Monday, November 6, 2023 – 5:30 PM
Professor of Mechanical Engineering and
Abstract
The field of nanophotonics is based on the ability to confine light to sub-diffractional dimensions. In the infrared, this requires compression of the wavelength to length scales well below that of the free-space values. While traditional dielectric materials do not exhibit indices of refraction high enough in non-dispersive media to realize such compression, the implementation of polaritons, quasi-particles comprised of oscillating charges and photons, enable such opportunities. Two predominant forms of polaritons, the plasmon and phonon polariton, which are derived from light coupled with free carriers or polar optic phonons, respectively, are broadly applied in the mid- to long-wave infrared. However, the short scattering lifetimes of free-carriers results in high losses and broad linewidths for the former, while the fast dispersion and narrow band of operation for the latter result in significant limitations for both forms.
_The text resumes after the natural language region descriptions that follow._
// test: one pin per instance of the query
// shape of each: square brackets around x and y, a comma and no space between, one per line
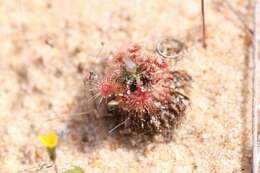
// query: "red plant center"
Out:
[139,97]
[106,89]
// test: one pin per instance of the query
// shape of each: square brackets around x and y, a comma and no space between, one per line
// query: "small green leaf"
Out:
[75,170]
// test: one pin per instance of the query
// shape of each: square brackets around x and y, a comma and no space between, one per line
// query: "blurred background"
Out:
[47,45]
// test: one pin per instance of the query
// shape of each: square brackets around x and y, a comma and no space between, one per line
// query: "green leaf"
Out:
[75,170]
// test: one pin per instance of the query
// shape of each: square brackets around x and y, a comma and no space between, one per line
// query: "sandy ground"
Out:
[46,44]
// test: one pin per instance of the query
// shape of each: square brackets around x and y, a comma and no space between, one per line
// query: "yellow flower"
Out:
[50,140]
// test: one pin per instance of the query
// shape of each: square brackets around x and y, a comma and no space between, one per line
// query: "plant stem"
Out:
[254,90]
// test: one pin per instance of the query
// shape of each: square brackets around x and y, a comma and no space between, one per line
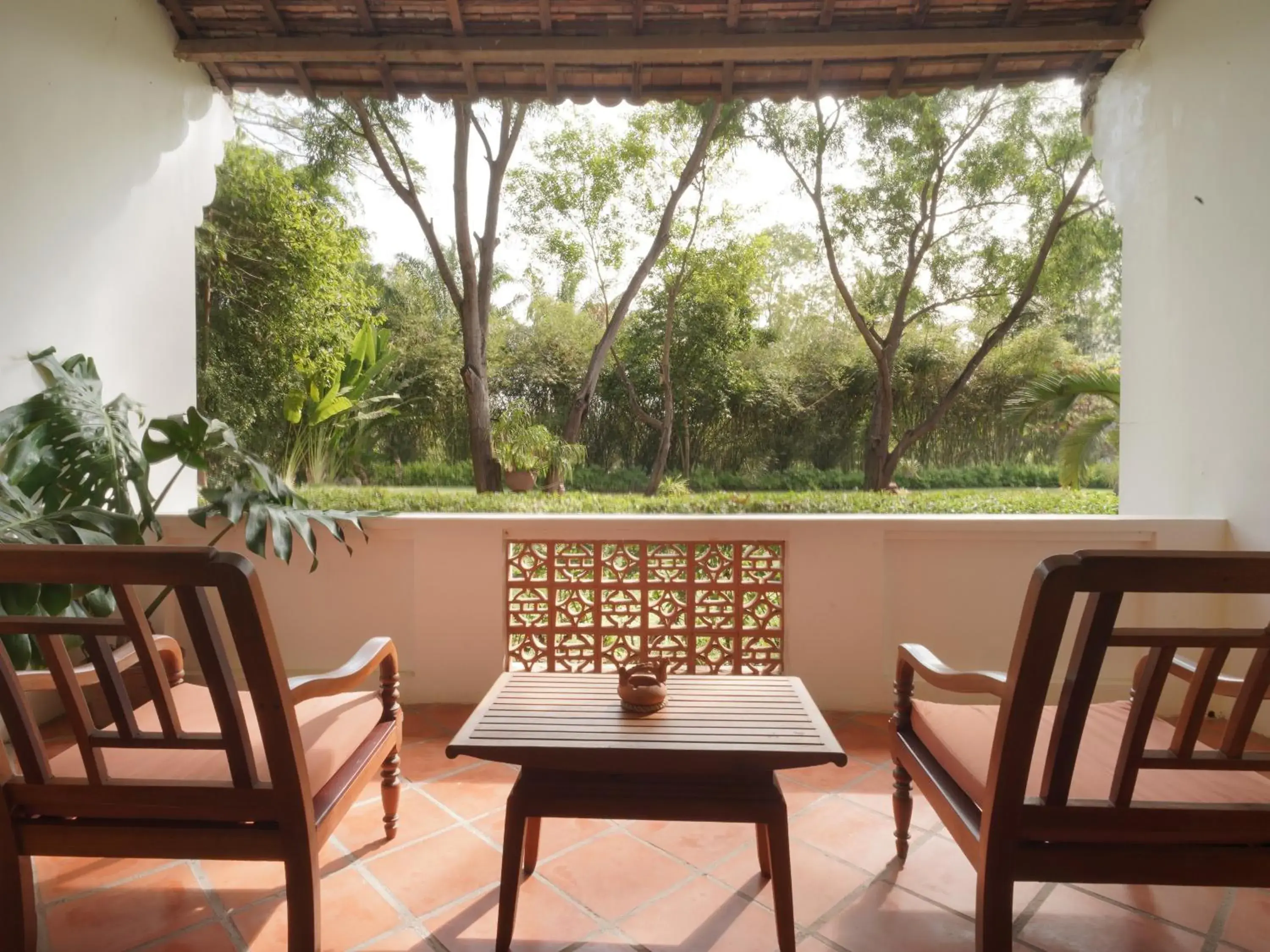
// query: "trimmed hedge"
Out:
[798,479]
[964,502]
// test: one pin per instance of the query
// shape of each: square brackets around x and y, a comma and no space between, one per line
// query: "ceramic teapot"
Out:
[642,687]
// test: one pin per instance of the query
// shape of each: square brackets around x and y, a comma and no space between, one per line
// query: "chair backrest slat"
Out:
[1074,705]
[193,574]
[1142,713]
[1256,682]
[1199,692]
[210,649]
[113,688]
[23,730]
[74,702]
[148,659]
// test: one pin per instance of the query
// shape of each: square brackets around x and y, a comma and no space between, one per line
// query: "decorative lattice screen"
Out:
[709,607]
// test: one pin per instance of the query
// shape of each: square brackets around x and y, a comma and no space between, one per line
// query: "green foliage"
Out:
[284,286]
[1058,394]
[331,417]
[521,445]
[70,466]
[66,448]
[939,215]
[924,503]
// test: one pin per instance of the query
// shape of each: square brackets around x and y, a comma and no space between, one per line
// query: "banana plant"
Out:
[331,417]
[1058,394]
[73,473]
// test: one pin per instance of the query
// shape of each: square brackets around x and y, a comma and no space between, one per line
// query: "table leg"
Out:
[514,841]
[783,881]
[765,850]
[533,828]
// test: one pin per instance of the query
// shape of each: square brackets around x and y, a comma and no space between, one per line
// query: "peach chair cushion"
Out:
[961,739]
[331,729]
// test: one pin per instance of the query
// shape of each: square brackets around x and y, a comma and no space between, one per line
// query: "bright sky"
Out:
[759,183]
[759,186]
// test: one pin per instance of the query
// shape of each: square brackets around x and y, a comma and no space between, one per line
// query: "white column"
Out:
[108,153]
[1183,130]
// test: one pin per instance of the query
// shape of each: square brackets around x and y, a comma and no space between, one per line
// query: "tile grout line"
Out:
[1218,926]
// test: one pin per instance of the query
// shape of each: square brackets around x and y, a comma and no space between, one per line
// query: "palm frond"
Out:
[1079,445]
[1057,393]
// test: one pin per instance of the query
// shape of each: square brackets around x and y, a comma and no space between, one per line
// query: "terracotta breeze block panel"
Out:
[707,607]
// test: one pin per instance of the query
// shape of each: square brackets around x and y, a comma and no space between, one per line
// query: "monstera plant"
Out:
[74,473]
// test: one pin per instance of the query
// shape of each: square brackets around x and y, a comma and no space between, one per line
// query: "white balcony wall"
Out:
[108,153]
[1183,131]
[855,588]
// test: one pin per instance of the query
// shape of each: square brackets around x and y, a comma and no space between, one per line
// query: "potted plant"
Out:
[73,473]
[529,450]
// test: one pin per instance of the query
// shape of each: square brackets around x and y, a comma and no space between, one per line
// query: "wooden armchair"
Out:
[1095,792]
[196,772]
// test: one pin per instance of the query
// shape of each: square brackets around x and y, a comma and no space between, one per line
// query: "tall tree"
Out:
[587,191]
[367,135]
[282,290]
[963,200]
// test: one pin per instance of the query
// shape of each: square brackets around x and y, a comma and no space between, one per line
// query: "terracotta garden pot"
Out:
[520,480]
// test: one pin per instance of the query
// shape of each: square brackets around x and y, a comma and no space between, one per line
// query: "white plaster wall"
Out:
[108,150]
[1183,130]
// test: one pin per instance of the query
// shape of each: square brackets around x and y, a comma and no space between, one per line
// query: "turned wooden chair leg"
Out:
[514,843]
[17,903]
[533,831]
[902,805]
[765,850]
[783,881]
[994,919]
[304,903]
[390,791]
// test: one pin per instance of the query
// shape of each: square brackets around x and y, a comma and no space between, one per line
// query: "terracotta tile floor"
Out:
[614,886]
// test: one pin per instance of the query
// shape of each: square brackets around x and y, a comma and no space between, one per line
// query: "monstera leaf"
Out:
[66,448]
[192,440]
[25,521]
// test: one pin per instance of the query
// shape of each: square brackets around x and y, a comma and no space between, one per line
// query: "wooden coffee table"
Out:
[708,756]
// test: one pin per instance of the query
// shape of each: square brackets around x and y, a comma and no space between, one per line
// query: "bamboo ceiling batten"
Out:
[647,50]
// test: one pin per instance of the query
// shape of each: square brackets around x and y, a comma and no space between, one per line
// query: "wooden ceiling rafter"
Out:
[271,13]
[667,49]
[188,30]
[390,89]
[991,60]
[813,83]
[364,16]
[896,85]
[549,77]
[675,49]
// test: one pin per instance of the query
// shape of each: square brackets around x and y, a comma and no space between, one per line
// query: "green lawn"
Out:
[447,499]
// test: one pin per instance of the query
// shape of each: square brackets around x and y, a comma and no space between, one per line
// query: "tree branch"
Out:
[1025,295]
[412,200]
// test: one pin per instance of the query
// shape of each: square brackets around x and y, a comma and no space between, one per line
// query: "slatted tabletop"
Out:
[576,721]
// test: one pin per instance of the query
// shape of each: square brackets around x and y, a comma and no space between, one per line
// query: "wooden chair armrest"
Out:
[922,660]
[376,653]
[1227,685]
[125,657]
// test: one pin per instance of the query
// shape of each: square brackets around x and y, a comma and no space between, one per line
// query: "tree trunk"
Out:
[877,470]
[582,402]
[663,445]
[487,474]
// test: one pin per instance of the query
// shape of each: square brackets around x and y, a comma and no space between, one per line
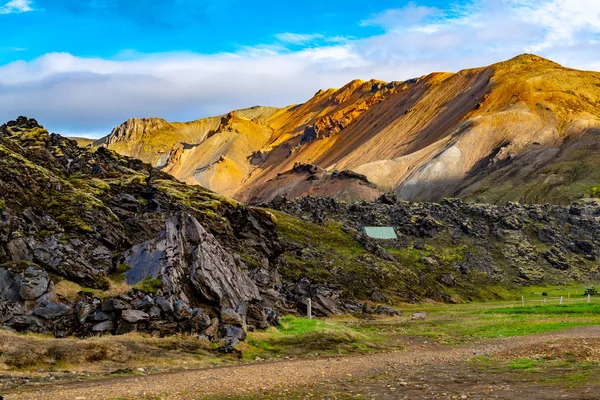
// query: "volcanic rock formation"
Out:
[526,129]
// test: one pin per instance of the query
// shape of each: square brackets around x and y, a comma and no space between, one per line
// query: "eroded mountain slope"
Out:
[527,123]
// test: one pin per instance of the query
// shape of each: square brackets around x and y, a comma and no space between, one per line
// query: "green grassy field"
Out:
[447,324]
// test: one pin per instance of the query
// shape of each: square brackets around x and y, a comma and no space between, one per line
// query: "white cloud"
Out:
[410,15]
[298,38]
[16,6]
[77,94]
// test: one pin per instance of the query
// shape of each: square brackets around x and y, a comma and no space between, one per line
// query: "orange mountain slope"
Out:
[526,129]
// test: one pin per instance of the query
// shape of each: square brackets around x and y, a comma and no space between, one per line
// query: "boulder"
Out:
[134,316]
[165,305]
[189,259]
[182,310]
[231,317]
[200,320]
[34,284]
[418,316]
[51,310]
[387,310]
[144,303]
[83,309]
[112,305]
[212,332]
[106,326]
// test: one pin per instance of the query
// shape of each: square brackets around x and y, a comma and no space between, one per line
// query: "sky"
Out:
[81,67]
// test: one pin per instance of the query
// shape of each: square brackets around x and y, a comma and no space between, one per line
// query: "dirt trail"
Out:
[255,378]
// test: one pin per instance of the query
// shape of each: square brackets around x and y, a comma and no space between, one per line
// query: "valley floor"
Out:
[543,366]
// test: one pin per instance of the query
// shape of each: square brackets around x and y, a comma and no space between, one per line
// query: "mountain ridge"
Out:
[442,134]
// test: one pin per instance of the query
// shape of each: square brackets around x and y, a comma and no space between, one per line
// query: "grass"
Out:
[101,354]
[560,372]
[301,336]
[466,323]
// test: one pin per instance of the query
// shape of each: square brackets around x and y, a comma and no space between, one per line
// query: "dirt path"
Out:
[289,375]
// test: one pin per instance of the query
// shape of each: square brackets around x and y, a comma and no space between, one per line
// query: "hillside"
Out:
[93,242]
[528,123]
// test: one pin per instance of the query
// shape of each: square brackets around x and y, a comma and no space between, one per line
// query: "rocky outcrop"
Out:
[308,179]
[191,263]
[456,244]
[94,218]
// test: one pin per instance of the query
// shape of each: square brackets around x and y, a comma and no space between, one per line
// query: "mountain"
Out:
[93,242]
[526,129]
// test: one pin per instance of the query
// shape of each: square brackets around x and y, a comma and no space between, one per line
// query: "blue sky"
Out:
[83,66]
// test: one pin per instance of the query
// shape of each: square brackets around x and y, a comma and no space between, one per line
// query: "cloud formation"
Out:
[16,6]
[78,95]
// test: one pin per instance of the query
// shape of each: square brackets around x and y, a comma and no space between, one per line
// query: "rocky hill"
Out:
[450,251]
[526,130]
[93,242]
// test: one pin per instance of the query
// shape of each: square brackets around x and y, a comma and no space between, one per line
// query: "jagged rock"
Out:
[126,327]
[50,310]
[144,303]
[106,326]
[200,320]
[112,305]
[83,309]
[134,316]
[34,283]
[101,316]
[557,259]
[417,316]
[387,310]
[155,312]
[326,301]
[212,271]
[182,310]
[165,305]
[212,332]
[229,316]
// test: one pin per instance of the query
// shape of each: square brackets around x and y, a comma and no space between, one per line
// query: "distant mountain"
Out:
[93,242]
[526,129]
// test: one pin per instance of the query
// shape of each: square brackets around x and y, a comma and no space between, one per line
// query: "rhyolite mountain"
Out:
[526,130]
[94,242]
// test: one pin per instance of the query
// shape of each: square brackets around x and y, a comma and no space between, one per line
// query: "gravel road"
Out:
[257,377]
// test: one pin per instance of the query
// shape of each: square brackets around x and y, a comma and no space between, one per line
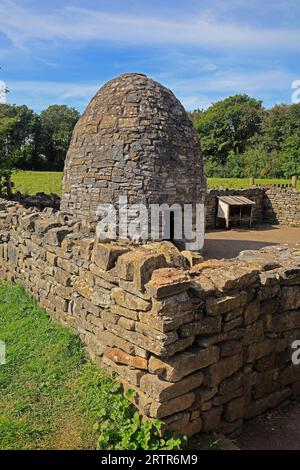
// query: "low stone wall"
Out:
[203,346]
[282,206]
[272,205]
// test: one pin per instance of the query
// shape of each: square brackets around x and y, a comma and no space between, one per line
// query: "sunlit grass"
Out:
[32,182]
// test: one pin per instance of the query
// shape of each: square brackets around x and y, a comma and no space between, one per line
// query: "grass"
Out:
[32,182]
[237,183]
[51,395]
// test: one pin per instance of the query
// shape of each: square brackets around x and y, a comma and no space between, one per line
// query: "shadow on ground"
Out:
[220,248]
[276,430]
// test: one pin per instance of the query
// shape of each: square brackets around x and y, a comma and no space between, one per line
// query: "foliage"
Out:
[57,123]
[290,156]
[121,431]
[239,138]
[18,127]
[228,125]
[51,395]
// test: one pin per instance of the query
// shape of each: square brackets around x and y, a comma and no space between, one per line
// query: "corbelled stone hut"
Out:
[136,140]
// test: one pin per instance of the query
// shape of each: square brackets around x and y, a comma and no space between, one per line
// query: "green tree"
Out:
[228,125]
[18,127]
[57,123]
[290,156]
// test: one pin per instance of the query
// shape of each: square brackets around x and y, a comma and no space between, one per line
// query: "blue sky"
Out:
[62,51]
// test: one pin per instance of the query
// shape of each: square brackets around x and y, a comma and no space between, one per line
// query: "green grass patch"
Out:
[32,182]
[238,183]
[52,396]
[45,402]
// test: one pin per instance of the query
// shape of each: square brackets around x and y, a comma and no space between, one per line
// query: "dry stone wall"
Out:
[282,206]
[204,345]
[272,205]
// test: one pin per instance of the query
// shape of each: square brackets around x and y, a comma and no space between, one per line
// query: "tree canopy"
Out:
[240,138]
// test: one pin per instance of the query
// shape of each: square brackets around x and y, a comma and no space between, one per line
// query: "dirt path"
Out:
[275,430]
[228,244]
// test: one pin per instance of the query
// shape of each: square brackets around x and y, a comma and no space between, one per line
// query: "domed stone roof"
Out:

Through strong coupling strategies once can overcome some of these limitations by imparting benefits of both, as well as realizing emergent properties not existent in either individual material. Within anisotropic materials, these optical modes can be induced to propagate with different wavevectors along different axes, or even be restricted to propagate only along a single direction. Here, we discuss the influence of strong coupling and crystalline anisotropy in dictating the polaritonic dispersion, including recent observations from our group highlighting highly directional so-called hyperbolic shear polaritons in low-symmetry monoclinic and triclinic crystals, strong-coupling between optical modes for infrared emitters and laser concepts, as well as the ability to control the wavelength and propagation direction of these modes using free-carrier injection and twist-optic concepts. Further, we highlight how phonon polaritons can be employed as ultrafast and efficient carriers of thermal energy, providing alternative dissipation pathways for heat.
Biography
Joshua Caldwell is a Professor of Mechanical Engineering and Director of the Interdisciplinary Materials Science Graduate Program at Vanderbilt University. He was awarded his Bachelor of Chemistry from Virginia Tech in 2000 and a Ph.D. in Physical Chemistry in 2004 from the University of Florida. He accepted a postdoctoral fellowship at the Naval Research Laboratory in 2005, using optical spectroscopy as a means of understanding defects within wide-band gap semiconductors, and then transitioned to permanent staff in 2007, where he began work in the field of nanophotonics, investigating coupling phenomena within plasmonic materials. He merged his work in wide band gap semiconductors and nanophotonics, leading to his efforts exploiting polar dielectric crystals for low-loss, sub-diffractional infrared optics. He was awarded a sabbatical at the University of Manchester with Prof. Kostya Novoselov in 2013-2014, investigating the use of van der Waals crystals such as hexagonal boron nitride for mid-IR to THz nanophotonics, where he demonstrated the natural hyperbolic response of this material. In 2017 he accepted a tenured Associate Professorship at Vanderbilt University within the Mechanical Engineering Department, was named Director of the IMS program in 2021 and promoted to Full Professor in 2022. He is a Fellow of the Materials Research Society, a 3-time recipient of the NRL Nanoscience Institute Grants, a 4-time recipient of the NRL Alan Berman Best Pure Science Paper Award, the 2014 Thomas Edison Best Patent Award, the Vanderbilt Chancellor’s Award for Research (2022). He is a recipient of a FY23 MURI Award exploring twist-optics and has published over 180 papers receiving >11,000 citations, 11 patents, and is co-founder and CEO of Sensorium Technological Laboratories.